Profili procedimentali pratici
Sul piano operativo, gli operatori devono prestare attenzione ai termini di comunicazione iniziale, al contenuto della documentazione tecnica e alle interlocuzioni con Arpa per il campionamento. L'Avvocatura dello Stato, nei contenziosi su SIN, ha più volte rappresentato la necessità di una rigorosa tracciabilità delle attività svolte. La giurisprudenza amministrativa, sia di primo grado sia del Consiglio di Stato, ha chiarito che l'inosservanza dei termini non determina automaticamente la decadenza dal procedimento, ma può incidere sulla valutazione di diligenza dell'operatore.
Connessioni con altre discipline
La disposizione va letta unitamente alle norme su AIA (Titolo III-bis Parte Seconda), VIA, gestione rifiuti (artt. 177 ss.) e, ove pertinente, con la disciplina del danno ambientale (Parte Sesta). Il MASE è competente per i siti di interesse nazionale, mentre per gli altri siti la competenza è regionale. In caso di sequestro penale ex art. 247, i rapporti con l'autorità giudiziaria seguono regole peculiari di coordinamento.
Casi pratici
Caso 1: Tizio scopre una contaminazione storica nel suolo della propria azienda
Tizio, titolare di una piccola impresa metalmeccanica, durante uno scavo per un ampliamento rileva un'anomalia del suolo. Pur non essendo il responsabile storico dell'inquinamento (l'azienda era stata acquistata da terzi), comunica tempestivamente all'autorità competente ed esegue le misure di prevenzione. Si attiva quindi la procedura ex art. 245: Tizio mantiene la facoltà di intervento volontario senza che ne discenda automaticamente l'obbligo di bonifica, ferma la garanzia reale sul fondo. La pronta comunicazione gli consente di evitare contestazioni per inosservanza degli obblighi di pronto intervento.

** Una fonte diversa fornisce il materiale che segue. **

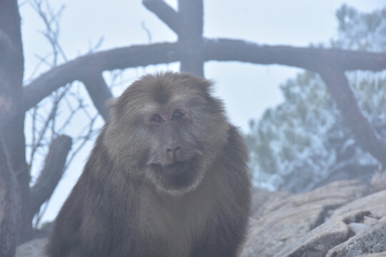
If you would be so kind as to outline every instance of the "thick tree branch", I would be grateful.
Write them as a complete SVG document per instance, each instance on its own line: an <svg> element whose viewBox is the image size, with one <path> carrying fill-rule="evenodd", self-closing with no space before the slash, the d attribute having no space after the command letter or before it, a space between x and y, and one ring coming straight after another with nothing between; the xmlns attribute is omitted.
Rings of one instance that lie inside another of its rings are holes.
<svg viewBox="0 0 386 257"><path fill-rule="evenodd" d="M79 57L41 74L23 89L23 108L34 106L52 91L75 80L85 72L127 69L179 61L177 44L160 43L132 46L100 51Z"/></svg>
<svg viewBox="0 0 386 257"><path fill-rule="evenodd" d="M109 119L109 109L106 106L106 101L112 97L112 94L102 74L99 72L87 73L81 80L86 86L94 106L104 121L107 121Z"/></svg>
<svg viewBox="0 0 386 257"><path fill-rule="evenodd" d="M40 206L51 197L63 174L72 140L67 136L59 136L52 141L46 157L44 168L31 188L29 215L32 218Z"/></svg>
<svg viewBox="0 0 386 257"><path fill-rule="evenodd" d="M206 61L239 61L258 64L282 64L319 72L333 65L340 70L386 69L386 54L338 49L265 46L234 39L207 39Z"/></svg>
<svg viewBox="0 0 386 257"><path fill-rule="evenodd" d="M0 163L0 256L12 257L21 223L20 192L1 138Z"/></svg>
<svg viewBox="0 0 386 257"><path fill-rule="evenodd" d="M204 77L202 0L179 0L181 27L178 36L181 47L181 71Z"/></svg>
<svg viewBox="0 0 386 257"><path fill-rule="evenodd" d="M17 224L21 228L19 231L20 238L29 234L31 223L27 217L29 174L25 159L24 111L19 104L24 64L17 0L0 1L0 31L6 35L9 39L6 40L11 42L14 49L4 56L0 53L0 92L3 95L0 96L3 100L6 99L6 105L9 106L5 115L6 120L2 119L0 121L4 124L0 125L0 137L2 137L2 143L6 149L9 161L17 180L17 193L20 196L20 202L16 201L15 204L20 205L21 208L18 214L21 215L21 218ZM4 234L0 236L6 237Z"/></svg>
<svg viewBox="0 0 386 257"><path fill-rule="evenodd" d="M386 144L362 114L343 71L326 66L320 75L360 146L386 166Z"/></svg>
<svg viewBox="0 0 386 257"><path fill-rule="evenodd" d="M169 4L162 0L143 0L142 4L173 31L180 34L182 28L179 14Z"/></svg>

Caso 2: Caio si oppone all'ordinanza provinciale di bonifica
Caio, individuato come responsabile della contaminazione di un'area industriale, riceve un'ordinanza provinciale che gli impone l'attivazione delle procedure di bonifica. Ritenendo carenti gli elementi probatori del proprio coinvolgimento, propone ricorso al TAR. In sede giudiziale, la verifica del nesso causale tra l'attività svolta e la contaminazione assume rilievo centrale. La giurisprudenza amministrativa, in linea generale, richiede un quadro istruttorio rigoroso per l'imputazione, in coerenza con il principio costituzionale di proporzionalità.
Domande frequenti
Chi è il soggetto obbligato a procedere alla bonifica ai sensi dell'articolo 248?
L'obbligo grava in primo luogo sul responsabile della contaminazione. Il proprietario non responsabile non è automaticamente tenuto alla bonifica, ferma restando la garanzia reale ex art. 253. In caso di inerzia del responsabile o di sua mancata identificazione, l'amministrazione può intervenire in via sostitutiva ex art. 250.

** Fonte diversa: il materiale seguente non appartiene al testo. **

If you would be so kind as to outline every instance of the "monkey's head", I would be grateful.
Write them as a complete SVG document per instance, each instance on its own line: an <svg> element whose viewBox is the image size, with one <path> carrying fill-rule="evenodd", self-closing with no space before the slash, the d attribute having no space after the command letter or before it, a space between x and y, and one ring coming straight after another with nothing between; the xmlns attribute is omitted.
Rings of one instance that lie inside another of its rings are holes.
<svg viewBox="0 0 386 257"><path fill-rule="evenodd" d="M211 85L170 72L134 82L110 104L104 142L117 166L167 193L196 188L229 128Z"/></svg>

Qual è il rapporto con la responsabilità civile per il danno al privato?
Il procedimento amministrativo di bonifica non esclude la tutela risarcitoria del privato danneggiato. Quest'ultimo può agire ai sensi degli artt. 2043 e 844 c.c. per ottenere il risarcimento del danno patrimoniale e non patrimoniale, anche quando la bonifica sia in corso o sia stata già completata.

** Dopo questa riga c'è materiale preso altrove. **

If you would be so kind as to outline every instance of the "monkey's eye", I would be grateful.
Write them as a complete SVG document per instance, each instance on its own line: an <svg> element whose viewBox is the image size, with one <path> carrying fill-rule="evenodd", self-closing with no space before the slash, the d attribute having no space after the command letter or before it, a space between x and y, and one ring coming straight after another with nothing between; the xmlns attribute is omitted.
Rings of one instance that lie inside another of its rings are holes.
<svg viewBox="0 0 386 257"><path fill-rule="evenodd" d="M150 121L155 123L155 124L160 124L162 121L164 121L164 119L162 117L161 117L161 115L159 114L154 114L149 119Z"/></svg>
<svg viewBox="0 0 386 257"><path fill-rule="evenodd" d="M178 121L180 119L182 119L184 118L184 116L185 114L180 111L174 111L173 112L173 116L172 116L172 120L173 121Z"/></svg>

Cosa succede se il sito viene sottoposto a sequestro penale?
L'art. 247 disciplina i rapporti con l'autorità giudiziaria: gli interventi di bonifica restano possibili previa autorizzazione del giudice procedente, con modalità che salvaguardino le esigenze del procedimento penale. Le competenze amministrative non sono assorbite da quelle penali.